Ces derniers jours, certains « grands patrons » ont pris la parole dans les médias pour tenter d’alerter l’exécutif et le grand public sur la gravité de la situation. Le Pr Rémi Salomon, président du CME de l’AP-HP, n’a pas hésité à évoquer « un risque imminent de rupture de l’accès aux soins qui risque de s’aggraver de manière assez considérable cet été » tandis que le Dr Patrick Pelloux, président de l’association des médecins urgentistes de France, craint des « décès inopinés et involontaires » cet été.
Le retour de l’obligation de garde, la solution miracle ?
Pour le moment, la ministre Brigitte Bourguignon n’a pas évoqué de solutions précises, indiquant simplement qu’elle allait procéder à des « concertations » avec les soignants « pour faire face à l’été ».

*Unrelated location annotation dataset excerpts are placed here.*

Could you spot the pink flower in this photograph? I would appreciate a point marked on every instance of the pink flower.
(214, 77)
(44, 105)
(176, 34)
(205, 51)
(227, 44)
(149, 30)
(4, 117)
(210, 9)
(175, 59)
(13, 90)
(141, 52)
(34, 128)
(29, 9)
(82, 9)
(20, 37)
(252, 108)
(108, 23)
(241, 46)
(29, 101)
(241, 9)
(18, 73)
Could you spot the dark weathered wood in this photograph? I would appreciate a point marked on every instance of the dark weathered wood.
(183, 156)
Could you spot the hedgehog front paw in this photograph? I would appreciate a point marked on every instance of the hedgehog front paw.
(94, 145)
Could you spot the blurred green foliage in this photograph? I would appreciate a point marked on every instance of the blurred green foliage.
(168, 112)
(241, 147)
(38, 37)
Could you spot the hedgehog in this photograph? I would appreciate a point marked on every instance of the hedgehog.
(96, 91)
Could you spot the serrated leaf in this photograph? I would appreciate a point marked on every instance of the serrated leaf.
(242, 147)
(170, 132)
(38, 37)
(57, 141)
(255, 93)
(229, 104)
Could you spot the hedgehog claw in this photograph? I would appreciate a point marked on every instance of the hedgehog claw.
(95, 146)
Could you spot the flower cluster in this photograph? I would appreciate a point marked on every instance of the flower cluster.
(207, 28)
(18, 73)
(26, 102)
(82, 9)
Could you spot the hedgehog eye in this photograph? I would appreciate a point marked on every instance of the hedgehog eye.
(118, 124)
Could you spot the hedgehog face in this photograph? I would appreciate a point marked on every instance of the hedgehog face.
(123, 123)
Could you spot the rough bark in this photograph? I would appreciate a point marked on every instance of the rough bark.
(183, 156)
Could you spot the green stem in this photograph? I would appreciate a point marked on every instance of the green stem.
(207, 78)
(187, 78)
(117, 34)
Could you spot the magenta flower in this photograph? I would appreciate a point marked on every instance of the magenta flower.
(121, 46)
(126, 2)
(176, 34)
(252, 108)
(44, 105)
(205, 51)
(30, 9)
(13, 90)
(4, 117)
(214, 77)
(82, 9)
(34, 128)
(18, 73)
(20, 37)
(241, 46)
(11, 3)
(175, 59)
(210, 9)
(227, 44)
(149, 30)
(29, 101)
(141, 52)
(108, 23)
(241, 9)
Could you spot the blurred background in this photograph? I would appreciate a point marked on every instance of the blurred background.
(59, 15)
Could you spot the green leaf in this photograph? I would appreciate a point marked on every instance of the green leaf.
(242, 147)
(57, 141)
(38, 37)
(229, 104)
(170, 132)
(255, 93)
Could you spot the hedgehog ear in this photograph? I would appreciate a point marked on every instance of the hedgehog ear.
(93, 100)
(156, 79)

Plusieurs mesures sont appelées de leurs vœux par des professionnels de santé, tels que la revalorisation des gardes de nuit et des astreintes du week-end. Mais d’autres estiment ces propositions sont insuffisantes et en appellent à des mesures plus radicales. Chef du service des urgences de l’hôpital Georges Pompidou (et aussi candidat à la primaire présidentielle LR), le Pr Philippe Juvin estime qu’il faut « trier l’arrivée aux urgences et qu’il ne faut pas permettre à tout le monde d’y aller facilement ».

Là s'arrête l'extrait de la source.